Tenaga kerja Indonesia biasanya mencari pekerjaan melalui teman, agen resmi ataupun terkadang mereka tanpa sengaja mengikut kepada agen pencari kerja yang tidak resmi.

Ketika ada teman yang pergi merantau dari kampung pergi ke negara lain untuk merubah nasib dalam jangka waktu yang panjang, mereka balik lagi, ada yang berhasil dan ada juga yang mengisahkan cerita pilu di perantauan sana.

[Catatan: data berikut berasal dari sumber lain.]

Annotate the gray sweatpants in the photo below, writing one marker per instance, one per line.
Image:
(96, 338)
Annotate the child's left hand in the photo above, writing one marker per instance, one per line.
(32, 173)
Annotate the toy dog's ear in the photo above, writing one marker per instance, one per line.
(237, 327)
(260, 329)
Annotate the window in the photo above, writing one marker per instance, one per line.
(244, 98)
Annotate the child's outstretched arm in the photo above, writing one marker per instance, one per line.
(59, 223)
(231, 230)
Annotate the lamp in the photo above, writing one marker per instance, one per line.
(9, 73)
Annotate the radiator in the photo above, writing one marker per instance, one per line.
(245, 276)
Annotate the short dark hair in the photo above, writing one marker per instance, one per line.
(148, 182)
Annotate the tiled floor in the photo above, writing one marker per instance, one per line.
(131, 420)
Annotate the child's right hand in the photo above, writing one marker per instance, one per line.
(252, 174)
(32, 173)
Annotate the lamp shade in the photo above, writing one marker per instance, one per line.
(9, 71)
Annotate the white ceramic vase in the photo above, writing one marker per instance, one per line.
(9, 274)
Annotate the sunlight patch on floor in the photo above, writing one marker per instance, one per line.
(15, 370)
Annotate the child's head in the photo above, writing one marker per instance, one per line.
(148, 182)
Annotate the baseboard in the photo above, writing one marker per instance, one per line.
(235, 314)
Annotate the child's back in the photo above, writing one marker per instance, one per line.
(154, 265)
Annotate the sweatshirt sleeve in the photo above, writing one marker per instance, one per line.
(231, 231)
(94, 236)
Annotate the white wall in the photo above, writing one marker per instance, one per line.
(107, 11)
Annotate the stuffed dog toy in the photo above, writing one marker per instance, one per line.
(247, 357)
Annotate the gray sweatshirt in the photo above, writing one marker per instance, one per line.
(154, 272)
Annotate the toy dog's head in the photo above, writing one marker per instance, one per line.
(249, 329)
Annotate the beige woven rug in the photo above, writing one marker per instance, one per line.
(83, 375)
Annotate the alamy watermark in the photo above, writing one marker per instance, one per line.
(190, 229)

Mereka pergi merantau ke luar negeri biasanya di janjikan dengan gaji yang besar, tetapi disamping itu juga mereka tidak sepenuhnya memperoleh gaji mereka sepenuhnya. Karena adanya pemotongan biaya dan lain-lain. Ada yang berhasil dalam bekerja ada juga yang tidak berhasil, tergantung bagaimana mereka menabung dan tergantung kepada majikan yang mereka dapat,

Ketika mereka bekerja mendapatkan majikan yang bagus maka mereka akan mendapatkan kenaikan gaji dan perlakukan yang bagus pula, ketika nasib buruk menimpa mereka seperti mendapatkan majikan yang kurang bagus, mereka akan mendaptkan perlakukan yang tidak bagus seperti siksaan, maupun gaji yang tidak dibayarkan, semua itu kondisi yang bisa dialami oleh mereka.

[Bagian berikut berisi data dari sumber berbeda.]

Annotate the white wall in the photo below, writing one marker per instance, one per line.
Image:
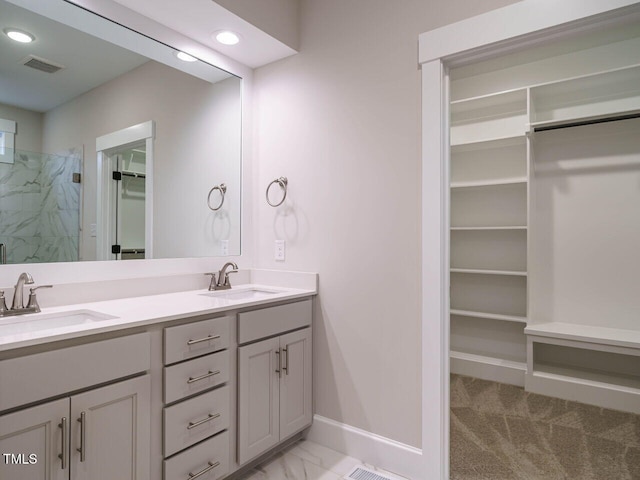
(28, 127)
(278, 18)
(197, 145)
(342, 121)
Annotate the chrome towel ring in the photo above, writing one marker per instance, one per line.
(282, 181)
(223, 189)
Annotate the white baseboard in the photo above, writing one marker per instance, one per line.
(373, 449)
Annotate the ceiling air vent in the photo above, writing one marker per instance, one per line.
(42, 64)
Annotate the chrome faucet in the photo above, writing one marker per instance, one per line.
(25, 278)
(17, 306)
(222, 281)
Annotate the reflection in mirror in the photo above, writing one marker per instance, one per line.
(62, 98)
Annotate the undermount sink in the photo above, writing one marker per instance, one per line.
(244, 294)
(48, 321)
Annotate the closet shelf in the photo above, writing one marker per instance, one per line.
(488, 228)
(512, 273)
(521, 366)
(488, 368)
(490, 143)
(592, 378)
(590, 334)
(490, 316)
(489, 183)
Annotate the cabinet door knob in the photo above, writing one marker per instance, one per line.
(286, 360)
(83, 436)
(279, 369)
(65, 443)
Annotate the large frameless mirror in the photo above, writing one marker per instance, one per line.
(113, 153)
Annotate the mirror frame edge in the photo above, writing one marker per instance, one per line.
(96, 270)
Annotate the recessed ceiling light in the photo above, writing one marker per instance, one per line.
(227, 37)
(185, 57)
(19, 35)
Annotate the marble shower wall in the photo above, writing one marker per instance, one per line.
(40, 207)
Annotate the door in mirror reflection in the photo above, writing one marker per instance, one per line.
(129, 178)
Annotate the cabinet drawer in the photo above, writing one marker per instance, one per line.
(196, 339)
(273, 320)
(193, 376)
(195, 419)
(213, 454)
(43, 375)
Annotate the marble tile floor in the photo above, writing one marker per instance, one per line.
(305, 460)
(501, 432)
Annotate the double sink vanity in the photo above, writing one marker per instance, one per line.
(191, 384)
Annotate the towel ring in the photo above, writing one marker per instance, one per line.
(282, 181)
(223, 189)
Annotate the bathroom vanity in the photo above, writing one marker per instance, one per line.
(174, 386)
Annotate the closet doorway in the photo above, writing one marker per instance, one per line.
(125, 193)
(543, 242)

Beberapa jenis pekerjaan yang mereka lakukan sebagai:
1. Baby sitter merupakan pekerjaan mengasuh baby ataupun sebagai kaka asuh yang dipercaya untuk menjaga anak majikan.
2. Cleaning service, tugasnya membersihkan rumah, maupun perkantoran tergantung kepada pihak yang memperkerjakan cleanner.
3. Pengasuh jompo, mengasuh orang tua yang sudah tiak bisa berjalan, atau tidak kuat untuk melakukan aktivitas, sehingga butuh pengawasan agar tidak terjatuh dan terawat.
4. Penjaga toko, ada juga yang bekerja sebagai penjaga toko.
5. Karyawan swasta ataupun pekerja kantoran, baiasanya melakukan aktivitas/ pekerjaan di dalam ruangan, berpakaian rapi dan kerja dengan waktu yang teratur.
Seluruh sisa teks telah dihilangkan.